Congrats, words worth repeating.


----------



## WMU05

Luv2hunteup said:


> Congrats, words worth repeating.


You can say that again.


----------



## rbrennan26

Sorry about that, I was at the Tigers game for a work outing and my connection must have been messed up


----------



## 1911




----------



## 1911

View attachment 260729
I'm still in shock!
Any pointers or suggestions on a guide?


----------



## Luv2hunteup

1911 said:


> View attachment 260729
> I'm still in shock!
> Any pointers or suggestions on a guide?


Srconnell22
Kotimaki


----------



## Bonz 54

There is two threads on this but I guess it warrants saying twice. After applying EVERY year since there was a Season and 14 years of the "Weighted" Drawing, I finally got a tag. It is for an "Antlerless" and the first hunt. I have Bird and Deer hunted the area extensively. I do understand that unless you are putting hours on the ground it's going to be a tough hunt. At 63 and the fact that I can't start applying again for 10 years, this will be a Once-In-A-Lifetime tag.


----------



## 1911




----------



## 1911

What would be your first choice for the early elk season?


----------



## Bonz 54

Mine will be a 30-06 with 165 gr. BTPSP. Depending on what I am seeing, my back up will be a .50 cal Hawkens. FRANK


----------



## Firefighter

1911 said:


> What would be your first choice for the early elk season?


Whatever you can shoot with very short notice, off hand, and multiple times ACCURATELY.


----------



## Luv2hunteup

1911 said:


> View attachment 260729
> I'm still in shock!
> Any pointers or suggestions on a guide?


Don't delay hiring a guide if that's the route you are going.


----------



## Lumberman

1911 said:


> View attachment 260729
> I'm still in shock!
> Any pointers or suggestions on a guide?


Congrats!!


----------



## 1911

Lumberman said:


> Congrats!!


Thank you!


----------



## Wild Thing

Luv2hunteup said:


> Don't delay hiring a guide if that's the route you are going.


That is for sure. My wife drew a cow elk tag for the early season several years ago. Not sure if it is the same now or not but at the time the early season was split with 4 days in late August and then 4 more days in September a few weeks later. The Pigeon River State Forest was not included in the early season hunt as the goal for the early hunt is to reduce the number of elk migrating out of the area so it was going to be primarily a private land hunt. Not knowing any landowners we decided we had better hire a guide with some contacts in the area. Believe it or not she had difficulty finding a guide that would take her for a cow hunt during the early season. They all said it was too difficult to tag a cow during the early season.
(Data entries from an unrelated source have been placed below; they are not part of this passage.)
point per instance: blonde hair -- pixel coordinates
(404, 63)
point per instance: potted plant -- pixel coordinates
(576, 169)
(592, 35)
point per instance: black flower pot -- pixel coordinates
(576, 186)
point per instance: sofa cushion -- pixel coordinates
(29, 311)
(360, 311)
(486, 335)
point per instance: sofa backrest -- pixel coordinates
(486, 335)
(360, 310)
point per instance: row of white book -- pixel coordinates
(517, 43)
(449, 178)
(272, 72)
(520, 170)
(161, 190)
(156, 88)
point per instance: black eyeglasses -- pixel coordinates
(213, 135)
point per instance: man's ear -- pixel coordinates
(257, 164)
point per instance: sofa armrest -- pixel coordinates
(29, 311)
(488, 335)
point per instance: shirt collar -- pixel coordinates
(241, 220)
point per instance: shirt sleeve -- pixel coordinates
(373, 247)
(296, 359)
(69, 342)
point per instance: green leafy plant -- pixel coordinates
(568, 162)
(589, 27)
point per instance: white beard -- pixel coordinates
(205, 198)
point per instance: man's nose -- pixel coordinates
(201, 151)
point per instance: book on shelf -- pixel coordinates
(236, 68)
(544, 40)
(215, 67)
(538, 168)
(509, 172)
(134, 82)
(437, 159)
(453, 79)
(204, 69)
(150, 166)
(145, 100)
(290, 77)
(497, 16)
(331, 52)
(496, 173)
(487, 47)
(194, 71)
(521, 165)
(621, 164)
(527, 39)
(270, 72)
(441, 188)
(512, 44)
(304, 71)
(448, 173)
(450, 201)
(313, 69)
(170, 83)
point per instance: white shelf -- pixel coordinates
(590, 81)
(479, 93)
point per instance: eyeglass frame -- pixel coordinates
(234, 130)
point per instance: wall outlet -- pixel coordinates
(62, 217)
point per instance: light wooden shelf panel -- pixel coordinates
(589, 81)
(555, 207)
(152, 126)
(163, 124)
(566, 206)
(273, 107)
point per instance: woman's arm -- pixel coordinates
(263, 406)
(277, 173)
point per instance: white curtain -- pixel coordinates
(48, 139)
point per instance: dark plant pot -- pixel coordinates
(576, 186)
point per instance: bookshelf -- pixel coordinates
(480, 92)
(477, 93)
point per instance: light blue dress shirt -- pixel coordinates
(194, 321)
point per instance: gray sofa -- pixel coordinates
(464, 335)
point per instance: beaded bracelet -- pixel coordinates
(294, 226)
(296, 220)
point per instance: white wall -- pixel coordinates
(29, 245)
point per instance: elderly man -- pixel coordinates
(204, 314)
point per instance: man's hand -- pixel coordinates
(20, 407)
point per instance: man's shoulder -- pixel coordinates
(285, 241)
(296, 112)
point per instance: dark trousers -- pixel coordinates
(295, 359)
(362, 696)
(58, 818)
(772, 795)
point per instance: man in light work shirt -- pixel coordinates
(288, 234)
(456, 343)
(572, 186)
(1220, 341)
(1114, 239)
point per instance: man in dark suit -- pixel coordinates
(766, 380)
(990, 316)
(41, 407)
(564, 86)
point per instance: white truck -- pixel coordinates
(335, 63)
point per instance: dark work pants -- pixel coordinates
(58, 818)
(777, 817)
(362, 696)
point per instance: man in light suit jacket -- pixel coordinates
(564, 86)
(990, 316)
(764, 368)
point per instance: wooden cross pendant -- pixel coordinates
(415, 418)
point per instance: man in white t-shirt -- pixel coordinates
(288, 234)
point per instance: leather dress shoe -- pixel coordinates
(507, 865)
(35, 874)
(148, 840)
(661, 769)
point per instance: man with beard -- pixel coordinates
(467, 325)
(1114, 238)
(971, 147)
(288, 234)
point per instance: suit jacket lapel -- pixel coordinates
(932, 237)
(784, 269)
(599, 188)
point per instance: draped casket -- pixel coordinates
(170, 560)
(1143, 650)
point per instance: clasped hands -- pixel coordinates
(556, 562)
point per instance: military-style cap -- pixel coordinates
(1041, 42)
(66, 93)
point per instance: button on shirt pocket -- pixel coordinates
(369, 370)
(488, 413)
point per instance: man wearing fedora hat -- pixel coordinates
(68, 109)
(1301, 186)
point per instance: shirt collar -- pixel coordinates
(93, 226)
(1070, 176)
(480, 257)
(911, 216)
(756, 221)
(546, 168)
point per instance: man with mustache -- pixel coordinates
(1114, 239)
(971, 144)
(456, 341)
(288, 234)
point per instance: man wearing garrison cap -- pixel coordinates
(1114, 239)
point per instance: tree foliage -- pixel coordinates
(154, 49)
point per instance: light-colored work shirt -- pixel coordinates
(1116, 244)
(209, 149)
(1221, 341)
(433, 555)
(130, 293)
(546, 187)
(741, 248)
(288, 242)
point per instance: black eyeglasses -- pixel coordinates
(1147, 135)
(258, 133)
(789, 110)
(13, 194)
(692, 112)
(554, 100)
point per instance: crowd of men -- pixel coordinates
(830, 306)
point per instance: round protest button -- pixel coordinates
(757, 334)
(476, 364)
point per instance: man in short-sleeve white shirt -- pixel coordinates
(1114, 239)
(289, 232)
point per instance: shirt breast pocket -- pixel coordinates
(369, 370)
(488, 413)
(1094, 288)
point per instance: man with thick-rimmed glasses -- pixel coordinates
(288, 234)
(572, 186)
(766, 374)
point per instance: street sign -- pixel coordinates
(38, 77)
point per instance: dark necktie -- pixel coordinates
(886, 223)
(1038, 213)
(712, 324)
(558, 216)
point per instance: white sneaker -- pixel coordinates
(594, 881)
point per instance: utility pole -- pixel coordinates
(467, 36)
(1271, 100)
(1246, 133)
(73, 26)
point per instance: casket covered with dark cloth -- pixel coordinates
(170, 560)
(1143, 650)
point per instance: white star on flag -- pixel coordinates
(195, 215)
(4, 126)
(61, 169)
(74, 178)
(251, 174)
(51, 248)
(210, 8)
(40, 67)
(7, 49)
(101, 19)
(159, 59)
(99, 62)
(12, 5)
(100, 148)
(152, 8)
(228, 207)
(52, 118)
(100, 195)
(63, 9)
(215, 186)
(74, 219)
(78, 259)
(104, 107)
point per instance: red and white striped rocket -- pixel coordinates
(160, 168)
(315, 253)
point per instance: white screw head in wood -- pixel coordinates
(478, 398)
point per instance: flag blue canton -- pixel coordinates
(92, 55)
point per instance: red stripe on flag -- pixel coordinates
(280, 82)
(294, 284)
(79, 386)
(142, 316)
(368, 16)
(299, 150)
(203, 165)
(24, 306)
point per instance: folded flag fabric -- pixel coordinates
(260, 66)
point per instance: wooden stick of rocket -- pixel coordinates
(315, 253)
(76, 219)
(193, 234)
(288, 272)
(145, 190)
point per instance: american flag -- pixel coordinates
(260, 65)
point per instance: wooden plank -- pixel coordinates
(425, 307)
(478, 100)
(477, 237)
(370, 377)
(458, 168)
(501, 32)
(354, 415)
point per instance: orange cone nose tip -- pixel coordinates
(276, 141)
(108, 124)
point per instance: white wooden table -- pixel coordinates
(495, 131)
She finally did hire a guide but we thought? Really? How difficult can it be to tag a cow elk?? At the time we owned a charter fishing business and we were booked 7 days per week all the way through early September so we decided to just hunt the last 4 days of her early season. We just didn't believe it would be that difficult.

Long story short - we hunted hard with the guide and his contacts for 4 full days. My wife could have easily killed 9 of the 10 bulls we saw (one of which was a 7X7) but she never had an opportunity to shoot a cow. Her season ended without filling the tag.

Good luck to those of you who drew a tag.


----------



## srconnell22

wildthing said:


> That is for sure. My wife drew a cow elk tag for the early season several years ago. Not sure if it is the same now or not but at the time the early season was split with 4 days in late August and then 4 more days in September a few weeks later. The Pigeon River State Forest was not included in the early season hunt as the goal for the early hunt is to reduce the number of elk migrating out of the area so it was going to be primarily a private land hunt. Not knowing any landowners we decided we had better hire a guide with some contacts in the area. Believe it or not she had difficulty finding a guide that would take her for a cow hunt during the early season. They all said it was too difficult to tag a cow during the early season.
> 
> She finally did hire a guide but we thought? Really? How difficult can it be to tag a cow elk?? At the time we owned a charter fishing business and we were booked 7 days per week all the way through early September so we decided to just hunt the last 4 days of her early season. We just didn't believe it would be that difficult.
> 
> Long story short - we hunted hard with the guide and his contacts for 4 full days. My wife could have easily killed 9 of the 10 bulls we saw (one of which was a 7X7) but she never had an opportunity to shoot a cow. Her season ended without filling the tag.
> 
> Good luck to those of you who drew a tag.


The early season cow tag is the toughest hunt, no doubt about that. 

I typically tell my bull hunters that the first four days in August are optional for them. They need to be there in September only. 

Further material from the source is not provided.